Having turned over Wood on Boxing day and had an awayer in Macc just 48hrs previously, today was not expected to be a classic what with there being a few tired legs in the squad. Oh and then some. To say the highlight of the first half was the PA announcing that one of the mascots favourite footballers were Tommy Wright and Zlatan Ibrahimovic is really no exaggeration. The only way this could have really been bettered was if the mascot had actually been the Swedish international himself. That or someone had perhaps created a meaningful goalscoring chance.
With little to cheer the 2007 crowd (as in the number of people in attendance, not that they were all visiting from the year the iPhone first appeared) in the first 45 minutes, the second half was only mildly more entertaining (at least for us), mostly for the fact Mr X emerged from the bar shortly after the restart and whilst taking his spot on the Shoebox enquired if anything interesting had happened, before promptly falling arse over tit. “Yeah, that!” was the answer I doubt he was looking for from those there present. Also, Jamie Collins stepped up to pop in another penalty to give us the lead after Adam Coombes had been felled in the box. Thereafter nothing much else occurred except some substitutions, the usual clueless ref booking Tommy Wright for a foul committed by Craig Eastmond and Boreham Wood nicking an equaliser right on the 90 following a lamely defended corner. It was a goal their performance didn’t really warrant if I’m honest, but gave this less than memorable contest at least the scoreline it probably deserved. It’s a result that simply confirms my decision to add today’s visitors to my ‘Eastleigh List’ which I recently started and is now growing with each passing week as I remember all the fucking dreadful away days over the last god knows how many years.

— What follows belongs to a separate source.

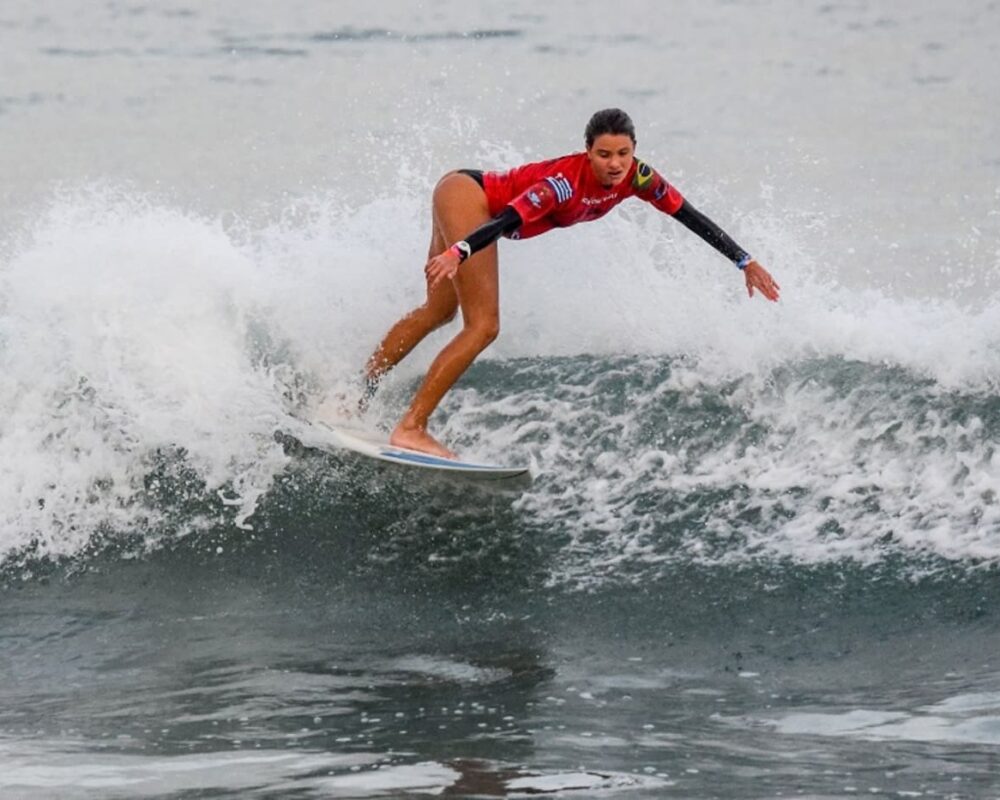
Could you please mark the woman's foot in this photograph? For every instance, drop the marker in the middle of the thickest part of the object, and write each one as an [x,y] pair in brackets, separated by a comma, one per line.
[419,439]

|A soon to be lucky bastard…|
Shortly after this upon the final whistle, we retired to the bar to warm up, partake in a pint or two and to witness Steve bagging himself and his syndicate partner 850 large from the Strikers Are Key safe. At which point we wished him a Happy New Year and frogmarched him to the bar so we may partake of another pint or two, talk about what a wonderfully fun year we’d just left was and what we were going to do in Gateshead in the event of the inevitable postponement up there this coming weekend.
Righto, enough of that. I’m off for another watch of that Deacon goal at Wimbledon so I can wallow in nostalgia. 2018 seems a bit shit so far.